Opening remarks, as prepared, of Subcommittee on Coast Guard and Maritime Transportation Ranking Member Bob Gibbs (R-OH) from today’s hearing:

The United States Coast Guard has unique authorities, international relationships, and service culture that make it a crucial part of our national security system. 

Many may not know the wide range of capabilities and responsibilities that the Coast Guard has while it defends our homeland from foreign threats.  As the only branch of the Armed Services with law enforcement authority, it plays a unique role in the Nation’s international engagement in crucial hotspots, from the Persian Gulf to the South China Sea.  Most notably, the Coast Guard uses its unique access and capabilities to strengthen partner nations’ capabilities, all in support of our national interests.  In other words, “presence equals influence.”

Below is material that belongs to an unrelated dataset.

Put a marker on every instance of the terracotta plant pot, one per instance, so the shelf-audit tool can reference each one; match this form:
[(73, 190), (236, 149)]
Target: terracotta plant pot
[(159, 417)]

Unfortunately, increasing DOD requests for Coast Guard resources places more stress on a limited budget and other critical mission areas.  The FY 2020 Operations & Support budget increased 4.4% from FY 2019.  Legislation passed by the House that authorizes a further 6.4% increase in O&S funding for Fiscal Year 2021 continues to languish in the Senate.  Despite these increases in funding, I remain concerned about how these increased demands will affect the Coast Guard’s funding needs, especially in light of increased competition from other nations.

I look forward to hearing from the witnesses how the Coast Guard’s international role supports our national interests, and how the Service will support this work alongside its domestic maritime missions.